All Europeans have some small measure of Neanderthal DNA within the mix received from both parents.  Even so, no one alive today has been found to have a Neanderthal mitochondrial DNA signature or Y-chromosome DNA signature.  However, the mixed autosomal DNA within each of us proves that at some point in our ancestral past, people with European descent connect to Neanderthals. Many scientists classify Neanderthals as Homo sapiens neanderthalensis, a subset of the human branch, rather than a parallel branch. If we include the Neanderthals, our common maternal ancestor is further back in our ancestry than Mitochondrial Eve.  Neanderthals lived in Europe for about 350,000 years—and in the Middle East even longer.  Neanderthals’ ancestors lived in Africa 600,000 years ago—nearly three times older than the “Mitochondrial Eve” of the currently living human population.



This Neanderthal reconstruction is from the
Neanderthal Museum in Mettmann, Germany

My 23andMe DNA test and National Geographic DNA test both confirm that 3.2% of my uniquely human DNA markers are specifically Neanderthal.  That’s a small percent, but it says something special about my ancestry 25,000 years ago. Archeological evidence reveals Neanderthals to have lived in southern Europe up to about 25,000 years ago.  Their extinction was not exactly a genetic extinction, but rather, an assimilation.  My anatomically modern human ancestors moved from Africa through the Middle East and began to arrive in Europe about 43,000 years ago.  For nearly 20,000 years there existed an admixture of these populations—Neanderthals who resided in Europe, and the more sender, agile, anatomically modern humans, who arrived in Europe from the Levant.  Modern humans overtook the Neanderthals, yet they remained strong enough to leave their mark on 3.2% of my DNA.

Approximately a thousand human generations elapsed within the last 25,000 years.  That’s a lot of ancestors to document.  Of course many of our ancestral lineages converge together much more recently than 25,000 years ago.  My DNA suggests that 3.2% of those ancestors were Neanderthal, having distinctive mitochondrial DNA as found in my DNA comparison report. While Neanderthal autosomal DNA survives in the present human population, Neanderthal mitochondrial DNA at some point became extinct.  We don’t know when that extinction occurred, except to say that it is certainly more recent than our most recent archaeological samples of Neanderthal—more recent than 25,000 years ago.

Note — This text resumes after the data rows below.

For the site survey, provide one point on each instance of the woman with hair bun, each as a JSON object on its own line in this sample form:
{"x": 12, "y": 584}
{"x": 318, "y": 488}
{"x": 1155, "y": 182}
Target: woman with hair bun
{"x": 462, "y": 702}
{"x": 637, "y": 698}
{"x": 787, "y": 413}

If we bundle these Neanderthal ancestors into the category of what it means to be human, we push the convergence point of all humans back much further in time. The African ancestors of Neanderthals and anatomically modern humans converged between 600,000 and 800,000 years ago.  Personally, I classify Neanderthals as human.  They are certainly closer to anatomically modern humans than any other primate alive today, even with their own distinctive features included.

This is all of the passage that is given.